Saturday, June 4, 2011

sit down, grab the popcorn, you are about to get an ear full

If you haven't read my last post...I tell about my mother who has now offered Alex a place to live....if you have no idea what that means...it means..she already let one of my teenage daughters move in and now she is ready for the next...

You would think I am sitting here with needle holes in my arms or DFS charges against me or something...why would a grandmother keep wanting to take her daughter's children???? Even IF (and that is a huge IF) she could do a "better" job....why???

well.....there is no more time or energy to waste being angry at this woman God gave me as a mother...because now my daughter is pregnant...

and just as I became a Mother NOTHING LIKE MY MOTHER...now I will learn to be a Grandmother NOTHING LIKE MY MOTHER!....
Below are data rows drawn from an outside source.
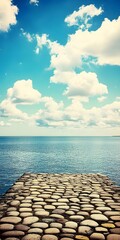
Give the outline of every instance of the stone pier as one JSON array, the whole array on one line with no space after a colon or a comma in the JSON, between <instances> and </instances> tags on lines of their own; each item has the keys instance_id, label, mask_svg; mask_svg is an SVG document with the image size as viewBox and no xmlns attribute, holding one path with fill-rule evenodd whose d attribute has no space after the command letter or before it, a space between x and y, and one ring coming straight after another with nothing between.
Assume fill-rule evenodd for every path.
<instances>
[{"instance_id":1,"label":"stone pier","mask_svg":"<svg viewBox=\"0 0 120 240\"><path fill-rule=\"evenodd\" d=\"M0 240L120 240L120 187L101 174L24 174L0 201Z\"/></svg>"}]
</instances>

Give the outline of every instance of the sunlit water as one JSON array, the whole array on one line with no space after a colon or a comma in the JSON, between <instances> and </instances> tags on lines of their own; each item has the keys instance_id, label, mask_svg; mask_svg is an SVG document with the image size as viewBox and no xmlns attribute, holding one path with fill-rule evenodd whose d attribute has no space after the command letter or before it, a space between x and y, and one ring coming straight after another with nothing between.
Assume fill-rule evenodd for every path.
<instances>
[{"instance_id":1,"label":"sunlit water","mask_svg":"<svg viewBox=\"0 0 120 240\"><path fill-rule=\"evenodd\" d=\"M25 172L102 173L120 185L120 138L0 137L0 194Z\"/></svg>"}]
</instances>

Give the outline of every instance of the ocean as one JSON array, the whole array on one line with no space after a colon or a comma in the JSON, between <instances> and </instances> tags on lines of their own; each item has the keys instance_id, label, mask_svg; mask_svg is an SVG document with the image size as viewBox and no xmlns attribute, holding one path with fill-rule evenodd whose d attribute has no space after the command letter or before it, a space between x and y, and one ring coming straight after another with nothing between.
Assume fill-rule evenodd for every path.
<instances>
[{"instance_id":1,"label":"ocean","mask_svg":"<svg viewBox=\"0 0 120 240\"><path fill-rule=\"evenodd\" d=\"M101 173L120 186L120 137L0 137L0 195L25 172Z\"/></svg>"}]
</instances>

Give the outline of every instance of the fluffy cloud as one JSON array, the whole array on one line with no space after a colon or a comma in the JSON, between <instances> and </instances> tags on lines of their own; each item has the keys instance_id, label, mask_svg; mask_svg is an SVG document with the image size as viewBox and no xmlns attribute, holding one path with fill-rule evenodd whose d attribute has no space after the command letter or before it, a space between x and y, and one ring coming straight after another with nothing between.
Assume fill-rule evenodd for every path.
<instances>
[{"instance_id":1,"label":"fluffy cloud","mask_svg":"<svg viewBox=\"0 0 120 240\"><path fill-rule=\"evenodd\" d=\"M31 121L31 117L17 105L38 104L41 94L32 86L32 80L19 80L7 90L7 97L0 104L0 116L18 120Z\"/></svg>"},{"instance_id":2,"label":"fluffy cloud","mask_svg":"<svg viewBox=\"0 0 120 240\"><path fill-rule=\"evenodd\" d=\"M30 4L34 4L34 5L38 6L39 0L30 0Z\"/></svg>"},{"instance_id":3,"label":"fluffy cloud","mask_svg":"<svg viewBox=\"0 0 120 240\"><path fill-rule=\"evenodd\" d=\"M11 25L17 23L17 6L12 4L12 0L0 0L0 30L7 32Z\"/></svg>"},{"instance_id":4,"label":"fluffy cloud","mask_svg":"<svg viewBox=\"0 0 120 240\"><path fill-rule=\"evenodd\" d=\"M25 32L23 28L21 28L21 31L23 36L26 37L26 39L28 40L28 42L33 41L33 36L30 33Z\"/></svg>"},{"instance_id":5,"label":"fluffy cloud","mask_svg":"<svg viewBox=\"0 0 120 240\"><path fill-rule=\"evenodd\" d=\"M0 104L0 116L1 117L15 117L18 119L27 120L28 115L25 112L19 110L14 103L9 99L5 99Z\"/></svg>"},{"instance_id":6,"label":"fluffy cloud","mask_svg":"<svg viewBox=\"0 0 120 240\"><path fill-rule=\"evenodd\" d=\"M52 97L43 97L41 102L44 104L44 109L40 109L35 115L37 125L61 125L63 119L63 102L57 103Z\"/></svg>"},{"instance_id":7,"label":"fluffy cloud","mask_svg":"<svg viewBox=\"0 0 120 240\"><path fill-rule=\"evenodd\" d=\"M54 76L51 77L51 82L67 84L68 87L64 94L69 97L80 96L88 98L108 93L107 86L99 83L96 73L93 72L87 73L83 71L81 73L75 73L74 71L56 71L54 72Z\"/></svg>"},{"instance_id":8,"label":"fluffy cloud","mask_svg":"<svg viewBox=\"0 0 120 240\"><path fill-rule=\"evenodd\" d=\"M105 19L96 31L77 30L59 52L51 54L51 68L69 71L81 67L84 58L95 64L120 65L120 17ZM89 39L89 41L88 41ZM51 46L52 47L52 46ZM90 58L88 59L90 62Z\"/></svg>"},{"instance_id":9,"label":"fluffy cloud","mask_svg":"<svg viewBox=\"0 0 120 240\"><path fill-rule=\"evenodd\" d=\"M58 104L59 106L59 104ZM36 116L37 126L45 127L119 127L120 126L120 101L115 101L101 108L86 109L79 99L73 99L68 107L44 109Z\"/></svg>"},{"instance_id":10,"label":"fluffy cloud","mask_svg":"<svg viewBox=\"0 0 120 240\"><path fill-rule=\"evenodd\" d=\"M11 124L10 123L5 123L3 121L0 121L0 127L5 127L5 126L10 126Z\"/></svg>"},{"instance_id":11,"label":"fluffy cloud","mask_svg":"<svg viewBox=\"0 0 120 240\"><path fill-rule=\"evenodd\" d=\"M102 8L96 8L93 4L84 6L82 5L78 11L74 11L71 15L65 18L68 26L77 25L81 29L88 29L91 24L91 18L100 15L103 12Z\"/></svg>"},{"instance_id":12,"label":"fluffy cloud","mask_svg":"<svg viewBox=\"0 0 120 240\"><path fill-rule=\"evenodd\" d=\"M106 96L98 97L98 102L104 102L106 98Z\"/></svg>"},{"instance_id":13,"label":"fluffy cloud","mask_svg":"<svg viewBox=\"0 0 120 240\"><path fill-rule=\"evenodd\" d=\"M40 102L41 94L33 88L32 80L19 80L8 89L7 98L15 104L35 104Z\"/></svg>"}]
</instances>

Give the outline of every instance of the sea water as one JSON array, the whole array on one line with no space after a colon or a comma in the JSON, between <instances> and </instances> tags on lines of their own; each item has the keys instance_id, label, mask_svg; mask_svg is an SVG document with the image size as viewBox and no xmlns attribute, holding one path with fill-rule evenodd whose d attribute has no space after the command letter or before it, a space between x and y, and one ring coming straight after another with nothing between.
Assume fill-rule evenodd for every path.
<instances>
[{"instance_id":1,"label":"sea water","mask_svg":"<svg viewBox=\"0 0 120 240\"><path fill-rule=\"evenodd\" d=\"M120 137L0 137L0 194L26 172L101 173L120 185Z\"/></svg>"}]
</instances>

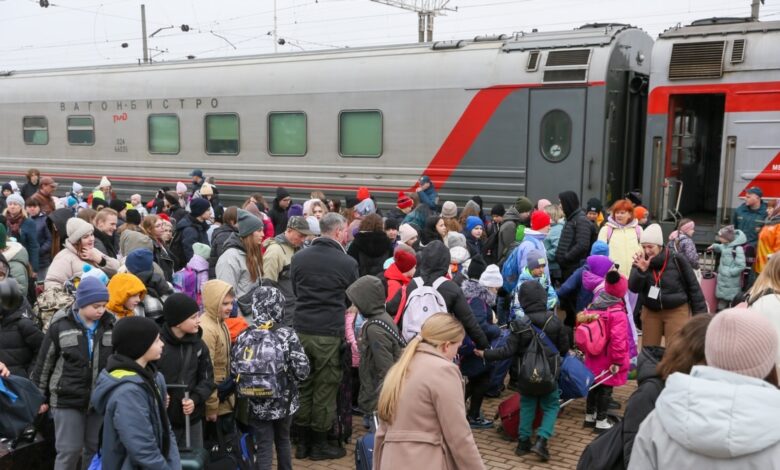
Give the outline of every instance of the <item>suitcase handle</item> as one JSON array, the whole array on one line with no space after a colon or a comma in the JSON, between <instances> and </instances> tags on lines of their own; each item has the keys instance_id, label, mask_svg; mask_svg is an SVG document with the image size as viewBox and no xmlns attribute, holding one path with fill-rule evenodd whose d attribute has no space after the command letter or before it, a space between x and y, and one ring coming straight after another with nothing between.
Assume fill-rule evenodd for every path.
<instances>
[{"instance_id":1,"label":"suitcase handle","mask_svg":"<svg viewBox=\"0 0 780 470\"><path fill-rule=\"evenodd\" d=\"M184 399L190 399L190 391L184 384L166 384L168 388L179 388L184 390ZM187 449L192 449L192 437L190 434L190 415L184 415L184 445Z\"/></svg>"}]
</instances>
With all the things I have going through my head...I thought this would turn into a novel...the things I could say. but there is no more time for negative words...my daughter will know the truth...soon enough

I just want my 5 other children protected from here on out....
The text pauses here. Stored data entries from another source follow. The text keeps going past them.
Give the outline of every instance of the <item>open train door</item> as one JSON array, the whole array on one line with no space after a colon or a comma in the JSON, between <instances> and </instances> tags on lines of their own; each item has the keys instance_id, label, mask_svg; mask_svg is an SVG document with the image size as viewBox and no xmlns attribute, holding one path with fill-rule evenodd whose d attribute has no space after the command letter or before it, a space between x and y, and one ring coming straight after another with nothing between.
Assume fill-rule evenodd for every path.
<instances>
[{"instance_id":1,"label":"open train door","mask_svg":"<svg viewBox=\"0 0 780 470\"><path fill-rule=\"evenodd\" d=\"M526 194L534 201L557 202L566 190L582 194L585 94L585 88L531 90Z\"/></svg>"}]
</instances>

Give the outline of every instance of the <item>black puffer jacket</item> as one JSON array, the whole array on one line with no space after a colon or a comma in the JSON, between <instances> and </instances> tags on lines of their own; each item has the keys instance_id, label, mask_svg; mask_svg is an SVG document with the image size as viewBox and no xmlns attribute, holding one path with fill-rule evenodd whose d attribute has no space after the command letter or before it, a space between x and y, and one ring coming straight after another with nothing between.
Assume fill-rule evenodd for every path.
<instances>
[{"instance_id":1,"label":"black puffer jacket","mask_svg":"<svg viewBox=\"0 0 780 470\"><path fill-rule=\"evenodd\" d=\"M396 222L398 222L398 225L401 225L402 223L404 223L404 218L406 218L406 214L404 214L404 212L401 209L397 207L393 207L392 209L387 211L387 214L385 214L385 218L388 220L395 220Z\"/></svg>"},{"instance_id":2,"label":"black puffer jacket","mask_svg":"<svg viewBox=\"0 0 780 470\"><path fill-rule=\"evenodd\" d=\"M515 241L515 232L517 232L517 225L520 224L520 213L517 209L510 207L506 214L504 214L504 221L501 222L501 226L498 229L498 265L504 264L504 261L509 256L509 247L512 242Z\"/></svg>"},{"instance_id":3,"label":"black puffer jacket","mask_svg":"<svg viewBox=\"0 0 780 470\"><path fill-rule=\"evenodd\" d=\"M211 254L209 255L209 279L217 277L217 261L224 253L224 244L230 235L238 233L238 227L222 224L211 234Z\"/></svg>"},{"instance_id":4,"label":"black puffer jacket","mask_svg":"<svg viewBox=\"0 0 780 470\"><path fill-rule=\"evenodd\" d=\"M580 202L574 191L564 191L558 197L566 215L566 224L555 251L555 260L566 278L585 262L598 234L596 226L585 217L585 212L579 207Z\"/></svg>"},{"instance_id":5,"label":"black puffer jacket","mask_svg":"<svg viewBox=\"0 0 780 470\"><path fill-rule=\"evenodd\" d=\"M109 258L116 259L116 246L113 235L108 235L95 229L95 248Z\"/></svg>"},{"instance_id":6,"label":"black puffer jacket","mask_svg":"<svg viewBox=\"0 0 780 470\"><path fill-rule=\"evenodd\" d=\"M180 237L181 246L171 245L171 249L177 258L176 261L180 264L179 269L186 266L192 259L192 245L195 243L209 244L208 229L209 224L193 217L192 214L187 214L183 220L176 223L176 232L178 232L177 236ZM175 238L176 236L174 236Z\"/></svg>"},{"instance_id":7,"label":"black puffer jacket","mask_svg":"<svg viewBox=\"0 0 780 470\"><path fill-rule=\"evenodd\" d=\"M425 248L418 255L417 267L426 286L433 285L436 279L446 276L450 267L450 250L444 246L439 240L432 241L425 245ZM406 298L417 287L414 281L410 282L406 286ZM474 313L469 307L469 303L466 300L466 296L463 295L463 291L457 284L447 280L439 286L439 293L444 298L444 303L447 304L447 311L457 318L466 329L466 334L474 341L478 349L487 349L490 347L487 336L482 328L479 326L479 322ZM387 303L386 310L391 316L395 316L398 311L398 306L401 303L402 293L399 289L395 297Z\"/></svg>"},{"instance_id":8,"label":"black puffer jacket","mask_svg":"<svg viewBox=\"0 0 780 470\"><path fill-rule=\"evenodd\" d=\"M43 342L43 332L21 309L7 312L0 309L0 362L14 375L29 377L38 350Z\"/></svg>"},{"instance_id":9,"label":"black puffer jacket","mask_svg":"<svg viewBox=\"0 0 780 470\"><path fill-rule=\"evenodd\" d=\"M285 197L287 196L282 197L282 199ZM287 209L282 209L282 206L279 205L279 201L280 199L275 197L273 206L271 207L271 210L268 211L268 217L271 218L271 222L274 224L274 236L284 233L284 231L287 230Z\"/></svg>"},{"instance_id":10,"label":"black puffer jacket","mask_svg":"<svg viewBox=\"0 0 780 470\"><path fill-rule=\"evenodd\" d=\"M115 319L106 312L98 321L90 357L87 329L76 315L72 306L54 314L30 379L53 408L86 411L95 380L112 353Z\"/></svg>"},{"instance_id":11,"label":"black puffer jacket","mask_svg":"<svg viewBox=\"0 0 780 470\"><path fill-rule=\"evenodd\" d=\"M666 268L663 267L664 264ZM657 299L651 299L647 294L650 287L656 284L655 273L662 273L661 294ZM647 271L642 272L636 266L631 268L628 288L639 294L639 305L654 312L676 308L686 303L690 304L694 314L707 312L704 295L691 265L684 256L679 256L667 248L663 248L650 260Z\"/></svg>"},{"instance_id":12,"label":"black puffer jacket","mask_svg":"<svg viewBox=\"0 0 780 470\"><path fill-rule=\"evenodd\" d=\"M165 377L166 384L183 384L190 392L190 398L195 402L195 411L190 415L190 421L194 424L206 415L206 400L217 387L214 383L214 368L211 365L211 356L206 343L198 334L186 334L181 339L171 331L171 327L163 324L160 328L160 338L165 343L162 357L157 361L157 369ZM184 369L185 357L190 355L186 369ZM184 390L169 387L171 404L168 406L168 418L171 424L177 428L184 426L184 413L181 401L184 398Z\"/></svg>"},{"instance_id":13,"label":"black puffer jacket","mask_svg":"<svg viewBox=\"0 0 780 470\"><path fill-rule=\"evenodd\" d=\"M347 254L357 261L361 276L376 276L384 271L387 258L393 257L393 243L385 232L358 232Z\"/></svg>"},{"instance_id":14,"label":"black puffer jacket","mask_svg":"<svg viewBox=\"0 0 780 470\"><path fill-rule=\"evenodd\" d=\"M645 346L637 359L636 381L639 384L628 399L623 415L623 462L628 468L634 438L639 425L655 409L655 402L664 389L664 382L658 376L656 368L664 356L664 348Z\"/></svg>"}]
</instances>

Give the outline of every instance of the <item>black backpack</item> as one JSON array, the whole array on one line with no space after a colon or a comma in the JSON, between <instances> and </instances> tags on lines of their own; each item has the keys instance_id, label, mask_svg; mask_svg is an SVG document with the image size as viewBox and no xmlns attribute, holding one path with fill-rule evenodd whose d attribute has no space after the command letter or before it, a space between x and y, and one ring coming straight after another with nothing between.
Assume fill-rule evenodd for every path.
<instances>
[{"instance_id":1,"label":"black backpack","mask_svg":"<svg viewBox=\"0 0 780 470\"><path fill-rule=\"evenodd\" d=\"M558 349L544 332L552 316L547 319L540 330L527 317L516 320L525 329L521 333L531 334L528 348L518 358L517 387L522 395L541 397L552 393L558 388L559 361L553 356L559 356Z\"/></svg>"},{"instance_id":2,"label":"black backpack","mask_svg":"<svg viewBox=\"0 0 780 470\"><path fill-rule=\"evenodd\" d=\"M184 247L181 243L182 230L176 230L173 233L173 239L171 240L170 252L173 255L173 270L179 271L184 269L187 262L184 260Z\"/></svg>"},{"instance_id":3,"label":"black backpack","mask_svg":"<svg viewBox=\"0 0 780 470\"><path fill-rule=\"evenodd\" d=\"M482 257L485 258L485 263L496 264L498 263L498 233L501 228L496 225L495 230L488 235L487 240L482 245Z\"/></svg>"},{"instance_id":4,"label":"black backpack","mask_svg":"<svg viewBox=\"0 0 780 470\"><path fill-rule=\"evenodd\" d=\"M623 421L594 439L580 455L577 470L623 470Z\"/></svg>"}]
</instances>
I pray Alex is not already sucked in...I wish I would have never told her she could have a relationship with that lady as soon as she could drive herself.

My friend asked me "if Sophia knew all these things about your mother and what she did to you, why did she go there?"

oh the things my mom had to offer her....

a house with no siblings
a cleaning lady
a phone with bells and whistle (remember when she left here , she never had texting...her Father PROTECTING her AS LONG AS HE COULD)
a laptop in her room (never allowed here)
she got  to go to colleges for the weekend
Ozarks with boys
expensive purses
manicures
massages
dinners at restaurants
and my friend blurts out
"pregnancy"

well, the GOOD NEWS is...

this child will save Sophia's life.

Sophia saved mine.

I was headed in a place that I shouldn't have went.

Sophia was headed there too, QUICKLY .

There was nothing I could do about it...

The things I said to her in my head..because she wasn't under my roof anymore..I had no say....and when I told her the truth...that she was not a good example to her siblings...she didn't want to hear it...and I couldn't make her...

ok...Robbie...focus....

She is going to be a good mom...

She had a good example.

My past may have been super slim shady

but I KNOW, as a Mother...I did a great job. :) :) :) Thank you God....Thank you!!! I could NOT have done it without YOU.

1 comment:

  1. Yup!! I had the same thought almost immediately....this Baby is saving Sophia! It just the truth! I pray she figures it all out just like her Momma did though!! You have done a superb job ESPECIALLY considering who your mentors have been!!